Aufgrund parteiinternen Widerstands in der FPÖ hat die Regierungsspitze versucht, die Debatte rasch abzudrehen und will erst bis Jahresende ein Konzept vorlegen. Doch SPÖ und Arbeiterkammer machen Kurz und Strache nicht den Gefallen und warten, bis allfällige Verschärfungen für Arbeitnehmer und Arbeitslose verkündet sind.

"Systemausbeuter"

Die Roten verweisen vielmehr auf eine WIFO-Studie aus dem Vorjahr und orten die Durchschummler auch und vor allem auf Arbeitgeberseite. Die Praxis vieler Betriebe – am Bau, im Tourismus, bei Arbeitsvermittlern und im Handel – Mitarbeiter bei schwacher Auftragslage oder in der Zwischensaison freizusetzen, beim AMS zwischen zu parken und sie per Wiedereinstellungszusage nur wenige Tage oder Wochen später erneut aufzunehmen, gehe zu Lasten der Allgemeinheit.

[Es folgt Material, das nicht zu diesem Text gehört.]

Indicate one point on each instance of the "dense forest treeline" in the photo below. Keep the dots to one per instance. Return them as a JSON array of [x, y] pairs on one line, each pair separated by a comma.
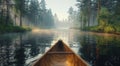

Das WIFO hat errechnet, dass durch diese "Hire-and-Fire"-Mentalität jährlich mindestens 450 Millionen Euro in der Arbeitslosenversicherung fehlen. Die "neuen" Jobs per Wiedereinstellungszusage beim alten Arbeitgeber machen schon sieben Prozent aller Arbeitsaufnahmen im Jahr aus.

"Durchschummler" unter Firmen kosten Steuerzahler 450 Millionen

Zuletzt hat SPÖ-Chef Christian Kern auf diese Praxis hingewiesen und die Regierung aufgefordert, sich doch endlich über diese "Einstellungszusagen den Kopf zu zerbrechen". Auch AK-Chef Rudi Kaske setzt nach und spricht von "Systemausbeutern" in etlichen Branchen.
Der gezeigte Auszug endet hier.